Assisti ontem (quinta) à derradeira sessão de 3 X 3D antes que saísse de cartaz no Cinesesc. Nesse tríptico de curtas encomendado pela cidade portuguesa de Guimarães para comemorar sua condição de capital cultural europeia de 2012, cada diretor convidado encarou o 3D de uma maneira bem particular.

Peter Greenaway, em Just in Time, viu no recurso um ingrediente a mais para seu barroquismo digital delirante. Igrejas, claustros, museus e ruas da cidade são percorridos por longos travelings, passando por figurantes paramentados e muralhas e cortinas de textos que falam de personagens da história de Guimarães. O efeito é de uma enciclopédia folheada tão rapidamente que você não consegue reter quase nada. Mas é visualmente deslumbrante e leva a virtualidade do 3D a seus limites de expressão.

A prata da casa ficou com Edgar Pêra, cineasta dado a ousadias, mas que aqui se limitou a um exercício caricato sobre a fenomenologia do espetáculo cinematográfico. Entre a tela e a plateia de um velho cinema de Guimarães, um apresentador discorre acerca dos efeitos do cinema sobre o espectador e as grandes transformações nessa relação ao longo da história. Desde os homens da caverna, por sinal. Com humor claudicante, o curta Cinesapiens derrapa num uso repetitivo da tridimensionalidade, explorando principalmente os braços e mãos dos atores estendidos na direção do público. Pêra viu o 3D como um objeto de chacota.

Por fim, Os Três Desastres traz mais uma colagem do venerando Jean-Luc Godard, um pouco na linha do seu História(s) do Cinema. Como sempre entre a anedota intelectual e a máxima filosófica, ele trata a tridimensionalidade como algo inerente ao cinema desde sempre. É claro que não se importa muito com o 3D em si, nem muito menos com Guimarães. Seu material são os arquivos: cenas de filmes 2D que exploravam as perspectivas; cenas 2D reformatadas para um falso 3D e trechos de filmes recentes em 3D mesmo. No áudio, quase todo com sua voz, ele rumina ideias provocativas sobre o acaso, o destino da humanidade e a enrascada em que teríamos caído com a “ditadura” do digital.

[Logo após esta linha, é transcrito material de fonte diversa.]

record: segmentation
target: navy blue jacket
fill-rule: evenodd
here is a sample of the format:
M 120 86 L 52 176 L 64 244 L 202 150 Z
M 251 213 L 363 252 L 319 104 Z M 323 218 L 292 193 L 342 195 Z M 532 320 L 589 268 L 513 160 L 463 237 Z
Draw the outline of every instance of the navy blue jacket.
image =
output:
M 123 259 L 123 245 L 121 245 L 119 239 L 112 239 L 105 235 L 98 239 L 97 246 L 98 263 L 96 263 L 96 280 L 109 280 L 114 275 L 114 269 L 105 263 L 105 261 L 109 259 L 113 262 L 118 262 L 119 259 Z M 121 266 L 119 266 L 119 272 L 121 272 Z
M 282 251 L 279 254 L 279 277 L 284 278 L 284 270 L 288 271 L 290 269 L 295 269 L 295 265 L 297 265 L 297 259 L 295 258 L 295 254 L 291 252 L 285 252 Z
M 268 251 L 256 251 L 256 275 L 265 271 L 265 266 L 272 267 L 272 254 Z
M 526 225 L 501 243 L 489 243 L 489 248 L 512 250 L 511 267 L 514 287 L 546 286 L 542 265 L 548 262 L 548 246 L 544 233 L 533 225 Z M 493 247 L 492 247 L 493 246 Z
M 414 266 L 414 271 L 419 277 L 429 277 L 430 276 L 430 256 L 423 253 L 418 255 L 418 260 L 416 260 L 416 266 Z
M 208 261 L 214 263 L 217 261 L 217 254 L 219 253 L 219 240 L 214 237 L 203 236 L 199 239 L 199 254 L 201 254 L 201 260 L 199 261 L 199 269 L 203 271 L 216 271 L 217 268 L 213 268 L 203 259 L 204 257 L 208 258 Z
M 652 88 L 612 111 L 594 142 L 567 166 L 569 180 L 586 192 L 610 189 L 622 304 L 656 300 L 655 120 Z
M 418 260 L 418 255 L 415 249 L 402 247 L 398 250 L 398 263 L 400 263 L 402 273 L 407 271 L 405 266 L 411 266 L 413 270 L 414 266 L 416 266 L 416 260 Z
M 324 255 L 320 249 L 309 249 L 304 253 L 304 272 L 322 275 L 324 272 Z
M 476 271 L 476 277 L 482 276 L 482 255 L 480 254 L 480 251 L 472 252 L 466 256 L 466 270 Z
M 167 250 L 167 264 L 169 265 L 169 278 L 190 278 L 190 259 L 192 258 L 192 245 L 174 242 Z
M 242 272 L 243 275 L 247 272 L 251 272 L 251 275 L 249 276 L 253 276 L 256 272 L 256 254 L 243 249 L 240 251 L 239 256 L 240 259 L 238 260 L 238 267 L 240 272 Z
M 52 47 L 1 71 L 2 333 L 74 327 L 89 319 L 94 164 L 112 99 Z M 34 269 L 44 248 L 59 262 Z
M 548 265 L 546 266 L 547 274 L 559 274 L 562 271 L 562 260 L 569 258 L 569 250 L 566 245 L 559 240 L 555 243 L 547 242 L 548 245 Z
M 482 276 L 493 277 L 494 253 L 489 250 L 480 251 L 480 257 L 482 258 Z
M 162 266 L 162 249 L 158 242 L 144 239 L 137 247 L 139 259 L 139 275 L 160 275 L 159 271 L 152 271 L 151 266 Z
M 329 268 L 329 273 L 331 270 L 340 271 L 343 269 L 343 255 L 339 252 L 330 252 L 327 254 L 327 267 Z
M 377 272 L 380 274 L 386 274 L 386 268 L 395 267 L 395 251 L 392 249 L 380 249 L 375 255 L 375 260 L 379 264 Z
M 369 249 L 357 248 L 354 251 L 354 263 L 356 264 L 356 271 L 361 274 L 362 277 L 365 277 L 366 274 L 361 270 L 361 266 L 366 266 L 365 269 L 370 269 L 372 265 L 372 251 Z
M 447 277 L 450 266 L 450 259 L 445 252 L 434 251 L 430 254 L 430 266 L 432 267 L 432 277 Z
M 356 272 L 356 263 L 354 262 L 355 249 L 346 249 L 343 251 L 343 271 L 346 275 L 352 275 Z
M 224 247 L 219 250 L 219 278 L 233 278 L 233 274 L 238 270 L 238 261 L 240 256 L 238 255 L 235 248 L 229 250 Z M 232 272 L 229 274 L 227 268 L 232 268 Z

O virtuosismo estético de Greenaway, a veia farsesca de Pêra e a ironia militante de Godard estão longe de formar um conjunto harmonioso, mas falam bastante das características de cada diretor e deixam um comentário polivalente sobre o uso da tecnologia. Se me perguntarem a conexão entre a vetusta Guimarães, berço de Portugal, e essa encomenda exótica, eu diria que é a ênfase no contraste entre o passado remoto e o contemporâneo de ponta. Mas será que isso basta?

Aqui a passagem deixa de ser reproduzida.